# Load bearing wall removal



## ikessky (Aug 24, 2009)

I have attached a rough floor plan for your review.  Basically, we want to make the wall represented by the red lines into a half wall surrounding the basement stairs.  The length of the wall we would be removing is maybe 15'.  The roof is a hip roof with regular spliced rafters.  In the basement, there is a steel beam running the length of the house, sitting directly beneath the red wall on the right hand side.  Therefore, I'm pretty sure that is my load bearing wall.  We really don't want to do a beam and header and sacrifice head room.  I was talking to my father-in-law and he suggested going into the attic crawl space, cutting an area in the rafters and installing a beam from the end of the house to the hallway (represented by the blue lines) and then using joist hangers to tie the rafters into the beam.  We also talked with another family member who does general contracting and he suggested running lvl from the one end to the hallway above the rafters and then tying the rafters into that lvl, which would be easier because I wouldn't have to cut the rafters, provide temporary support inside the house, etc.  I could get the lvl up there, tie the rafters into it, and then begin removing the wall.  No the question is, do they make some kind of special joist hanger for a beam that is overhead?  I did a search and could only come up with standard joist hangers and hurricane/rafter ties.  I don't think those would be sufficient, but I'm not sure.  Any suggestions?


----------



## glennjanie (Aug 24, 2009)

Welcome Ikessky:
I vote for the beam above the joists to hang them on.

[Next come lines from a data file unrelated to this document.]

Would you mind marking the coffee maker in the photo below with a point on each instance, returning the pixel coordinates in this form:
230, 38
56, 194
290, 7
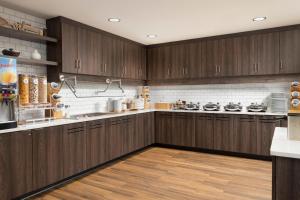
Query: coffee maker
8, 92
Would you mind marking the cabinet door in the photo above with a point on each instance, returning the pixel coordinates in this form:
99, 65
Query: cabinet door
289, 51
265, 128
267, 53
223, 134
69, 42
242, 52
74, 140
245, 134
178, 61
129, 134
226, 64
140, 137
212, 59
163, 126
183, 130
204, 131
149, 127
5, 168
21, 163
96, 143
115, 138
47, 156
196, 59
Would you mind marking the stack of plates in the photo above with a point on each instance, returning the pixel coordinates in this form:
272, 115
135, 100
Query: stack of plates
279, 102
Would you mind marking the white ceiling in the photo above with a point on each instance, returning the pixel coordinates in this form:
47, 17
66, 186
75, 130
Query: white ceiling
171, 20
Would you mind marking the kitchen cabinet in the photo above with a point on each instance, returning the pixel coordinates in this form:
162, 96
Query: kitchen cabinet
130, 141
195, 59
96, 152
264, 54
285, 180
149, 128
47, 156
245, 134
84, 50
163, 128
242, 52
223, 134
289, 51
5, 167
115, 138
265, 130
74, 153
69, 45
220, 58
21, 160
183, 129
204, 131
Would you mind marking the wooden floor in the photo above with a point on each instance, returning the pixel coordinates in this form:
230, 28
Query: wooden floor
160, 173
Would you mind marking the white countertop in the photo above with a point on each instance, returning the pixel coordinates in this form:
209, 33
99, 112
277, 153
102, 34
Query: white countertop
282, 146
70, 121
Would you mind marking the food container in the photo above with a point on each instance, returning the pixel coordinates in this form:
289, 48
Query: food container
42, 89
24, 89
33, 90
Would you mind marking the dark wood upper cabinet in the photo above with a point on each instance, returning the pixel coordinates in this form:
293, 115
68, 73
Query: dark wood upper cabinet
74, 153
289, 51
204, 131
195, 59
243, 59
265, 54
47, 156
21, 161
69, 45
96, 152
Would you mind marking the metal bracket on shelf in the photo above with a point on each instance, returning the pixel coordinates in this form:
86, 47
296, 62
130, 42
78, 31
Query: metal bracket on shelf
73, 87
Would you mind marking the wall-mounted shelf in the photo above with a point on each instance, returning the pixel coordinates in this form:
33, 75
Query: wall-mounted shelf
22, 35
35, 62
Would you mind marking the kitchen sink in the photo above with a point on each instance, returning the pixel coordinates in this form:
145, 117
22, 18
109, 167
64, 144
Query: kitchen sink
81, 116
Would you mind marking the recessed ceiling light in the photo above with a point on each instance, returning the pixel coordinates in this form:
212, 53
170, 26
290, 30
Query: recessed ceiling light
151, 36
258, 19
114, 20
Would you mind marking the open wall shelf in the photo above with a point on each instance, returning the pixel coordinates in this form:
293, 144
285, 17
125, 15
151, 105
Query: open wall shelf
22, 35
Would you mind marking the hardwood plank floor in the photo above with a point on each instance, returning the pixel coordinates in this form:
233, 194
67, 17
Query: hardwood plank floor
160, 173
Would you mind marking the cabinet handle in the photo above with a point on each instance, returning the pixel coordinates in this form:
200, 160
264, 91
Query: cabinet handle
281, 65
76, 63
79, 64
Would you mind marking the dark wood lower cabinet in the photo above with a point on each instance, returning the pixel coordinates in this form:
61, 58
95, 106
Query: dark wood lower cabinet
245, 134
5, 167
183, 130
47, 156
265, 131
223, 134
204, 131
163, 127
285, 181
96, 152
74, 141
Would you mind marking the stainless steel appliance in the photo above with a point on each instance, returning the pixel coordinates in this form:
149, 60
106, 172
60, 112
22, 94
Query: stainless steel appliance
233, 107
255, 107
8, 92
211, 106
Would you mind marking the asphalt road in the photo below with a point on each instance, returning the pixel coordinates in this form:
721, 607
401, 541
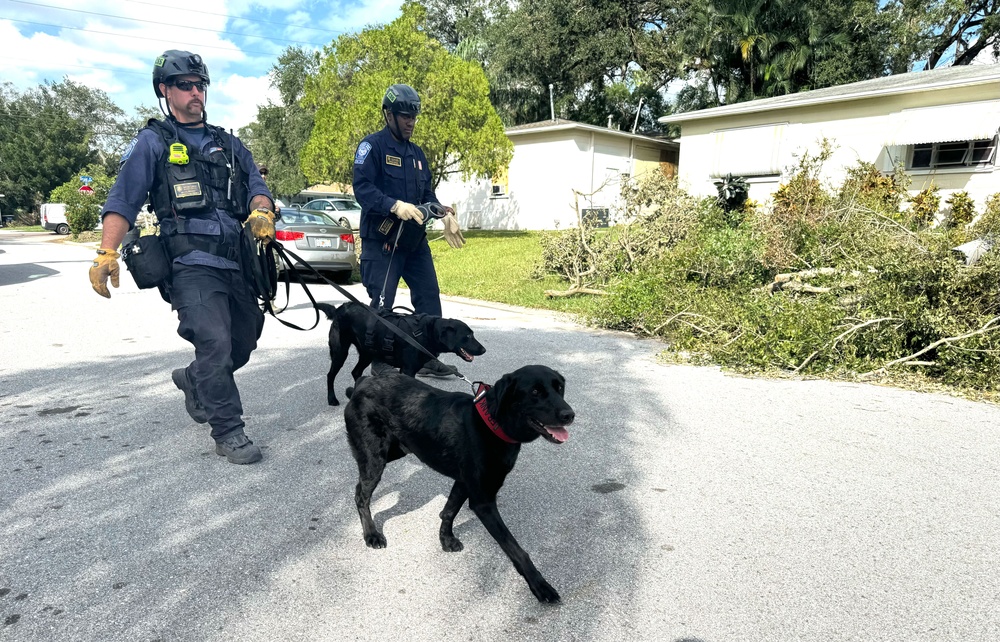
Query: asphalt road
687, 505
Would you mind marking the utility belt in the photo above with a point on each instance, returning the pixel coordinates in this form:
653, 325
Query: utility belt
409, 237
149, 258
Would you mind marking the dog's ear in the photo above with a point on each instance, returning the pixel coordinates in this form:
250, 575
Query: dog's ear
503, 393
449, 337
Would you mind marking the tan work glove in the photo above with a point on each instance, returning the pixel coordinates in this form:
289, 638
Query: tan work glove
407, 212
261, 224
452, 231
105, 265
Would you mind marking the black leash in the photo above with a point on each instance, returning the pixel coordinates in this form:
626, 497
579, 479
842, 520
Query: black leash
264, 276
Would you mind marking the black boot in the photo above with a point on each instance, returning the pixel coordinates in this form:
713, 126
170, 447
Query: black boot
191, 403
238, 449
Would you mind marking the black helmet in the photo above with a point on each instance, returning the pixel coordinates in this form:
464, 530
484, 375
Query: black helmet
177, 63
401, 99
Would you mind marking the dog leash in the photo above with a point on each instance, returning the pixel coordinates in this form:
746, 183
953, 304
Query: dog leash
284, 253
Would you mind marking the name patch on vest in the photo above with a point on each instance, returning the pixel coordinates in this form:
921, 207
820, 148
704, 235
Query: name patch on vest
182, 190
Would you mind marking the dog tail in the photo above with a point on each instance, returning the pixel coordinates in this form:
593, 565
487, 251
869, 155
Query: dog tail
350, 389
330, 310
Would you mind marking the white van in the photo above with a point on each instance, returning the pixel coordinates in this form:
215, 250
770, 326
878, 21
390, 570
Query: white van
53, 217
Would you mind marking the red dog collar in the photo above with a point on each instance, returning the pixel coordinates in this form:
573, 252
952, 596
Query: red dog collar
480, 401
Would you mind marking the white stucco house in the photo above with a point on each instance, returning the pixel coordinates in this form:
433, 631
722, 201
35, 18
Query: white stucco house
552, 159
940, 124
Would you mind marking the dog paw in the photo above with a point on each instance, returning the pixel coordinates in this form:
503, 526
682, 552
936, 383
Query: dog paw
375, 540
451, 544
545, 593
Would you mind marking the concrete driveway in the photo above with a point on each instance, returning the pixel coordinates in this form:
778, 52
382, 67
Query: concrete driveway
687, 505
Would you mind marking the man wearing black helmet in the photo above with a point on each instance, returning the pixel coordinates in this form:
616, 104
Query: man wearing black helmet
392, 177
205, 188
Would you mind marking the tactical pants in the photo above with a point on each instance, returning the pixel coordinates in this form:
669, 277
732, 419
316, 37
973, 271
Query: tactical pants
416, 268
219, 315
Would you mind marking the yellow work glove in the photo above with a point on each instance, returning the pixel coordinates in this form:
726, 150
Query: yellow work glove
105, 265
261, 224
452, 231
407, 212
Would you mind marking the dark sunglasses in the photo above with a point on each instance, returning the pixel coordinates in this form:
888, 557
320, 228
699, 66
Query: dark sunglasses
187, 85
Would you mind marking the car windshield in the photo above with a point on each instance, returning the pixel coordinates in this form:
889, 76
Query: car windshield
307, 218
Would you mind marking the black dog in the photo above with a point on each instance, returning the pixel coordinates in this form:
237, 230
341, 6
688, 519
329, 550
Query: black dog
473, 441
354, 324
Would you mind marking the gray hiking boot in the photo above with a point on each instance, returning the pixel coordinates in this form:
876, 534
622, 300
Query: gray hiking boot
381, 367
238, 449
191, 403
435, 368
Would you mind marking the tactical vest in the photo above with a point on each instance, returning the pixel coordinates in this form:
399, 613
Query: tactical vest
386, 343
194, 185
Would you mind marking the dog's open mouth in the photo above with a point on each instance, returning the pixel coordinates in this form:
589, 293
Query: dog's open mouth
555, 434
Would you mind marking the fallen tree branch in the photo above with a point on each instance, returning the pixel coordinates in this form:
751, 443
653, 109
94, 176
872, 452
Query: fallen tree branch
832, 344
987, 327
572, 292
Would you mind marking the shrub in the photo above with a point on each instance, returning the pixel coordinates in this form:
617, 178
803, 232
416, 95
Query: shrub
866, 186
924, 206
963, 209
83, 209
988, 225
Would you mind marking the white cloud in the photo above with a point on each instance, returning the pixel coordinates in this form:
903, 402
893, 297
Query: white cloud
115, 51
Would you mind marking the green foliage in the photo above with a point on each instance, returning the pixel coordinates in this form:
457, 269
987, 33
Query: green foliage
867, 186
963, 209
279, 132
988, 225
83, 209
733, 194
458, 128
924, 206
862, 290
41, 146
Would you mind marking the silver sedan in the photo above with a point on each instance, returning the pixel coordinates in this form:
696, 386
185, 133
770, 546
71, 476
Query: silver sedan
318, 240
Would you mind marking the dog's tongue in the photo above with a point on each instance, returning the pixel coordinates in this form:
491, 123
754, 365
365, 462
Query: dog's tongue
558, 433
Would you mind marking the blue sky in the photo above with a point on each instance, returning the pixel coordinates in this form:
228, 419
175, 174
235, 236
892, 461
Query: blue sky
111, 44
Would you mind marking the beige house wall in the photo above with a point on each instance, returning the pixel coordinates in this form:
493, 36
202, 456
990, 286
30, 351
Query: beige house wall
547, 169
858, 129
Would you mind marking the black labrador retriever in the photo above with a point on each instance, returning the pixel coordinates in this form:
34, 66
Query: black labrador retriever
475, 441
353, 324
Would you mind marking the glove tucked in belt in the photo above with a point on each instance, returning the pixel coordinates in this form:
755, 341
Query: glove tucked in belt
105, 265
452, 231
261, 224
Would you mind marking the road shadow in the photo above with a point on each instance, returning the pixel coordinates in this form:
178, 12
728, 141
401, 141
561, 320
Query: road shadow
120, 522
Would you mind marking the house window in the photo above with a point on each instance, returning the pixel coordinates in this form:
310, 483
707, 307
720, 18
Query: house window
498, 184
967, 153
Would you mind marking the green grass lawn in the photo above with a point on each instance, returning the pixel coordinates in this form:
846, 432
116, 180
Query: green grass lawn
497, 266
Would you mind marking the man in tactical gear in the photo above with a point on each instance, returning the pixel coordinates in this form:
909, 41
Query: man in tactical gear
392, 177
205, 188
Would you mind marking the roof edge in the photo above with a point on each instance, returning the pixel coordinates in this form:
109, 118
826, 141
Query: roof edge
749, 107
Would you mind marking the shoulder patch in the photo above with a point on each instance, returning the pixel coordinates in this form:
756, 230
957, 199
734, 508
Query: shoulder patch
128, 151
362, 154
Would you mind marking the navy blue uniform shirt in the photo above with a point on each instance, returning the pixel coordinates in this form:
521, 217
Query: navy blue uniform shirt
139, 167
387, 170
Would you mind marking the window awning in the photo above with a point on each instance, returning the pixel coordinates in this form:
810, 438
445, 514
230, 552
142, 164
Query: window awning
945, 123
748, 151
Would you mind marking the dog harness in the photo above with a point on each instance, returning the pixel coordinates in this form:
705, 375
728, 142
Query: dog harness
382, 341
491, 423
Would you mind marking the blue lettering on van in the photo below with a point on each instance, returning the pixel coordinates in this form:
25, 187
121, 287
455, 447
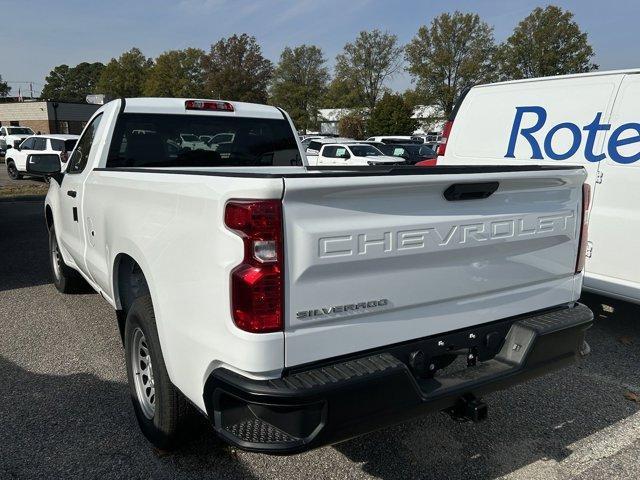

If you have manufactrured trusses, you don't need to support it at all.
If you use a glu-lam beam rather than a steel beam, your regular hangers would work just fine.
Glenn


----------



## inspectorD (Aug 25, 2009)

Get a permit, then run your ideas past your building inspector. they will let you know what is acceptable. 
If you do not get a permit and something should fail, your insurance may not cover you. 
And if you sell the home, you should have all the paperwork for your renovation, or it can create a lost sale.
Go for what is called a flush beam. 
Good luck.


----------



## ikessky (Aug 25, 2009)

Thanks everyone.  I'm thinking that I'll probably just have my family members who are GC's come over and install the beam and I'll do the rest of the work removing the wall and what not.  Knowing them, they probably won't even charge me if I can lend them a hand doing something else.  That way the work is certified as I don't plan on necessarily keeping this house forever.


----------



## OntarioGeneralContracting (Mar 24, 2010)

That sounds like a good plan!


----------



## frozenstar (Mar 24, 2010)

inspectorD said:


> Get a permit, then run your ideas past your building inspector. they will let you know what is acceptable.
> If you do not get a permit and something should fail, your insurance may not cover you.
> And if you sell the home, you should have all the paperwork for your renovation, or it can create a lost sale.
> Go for what is called a flush beam.
> Good luck.



Absolutely agree with you on this.  Getting a professional is worth it.


----------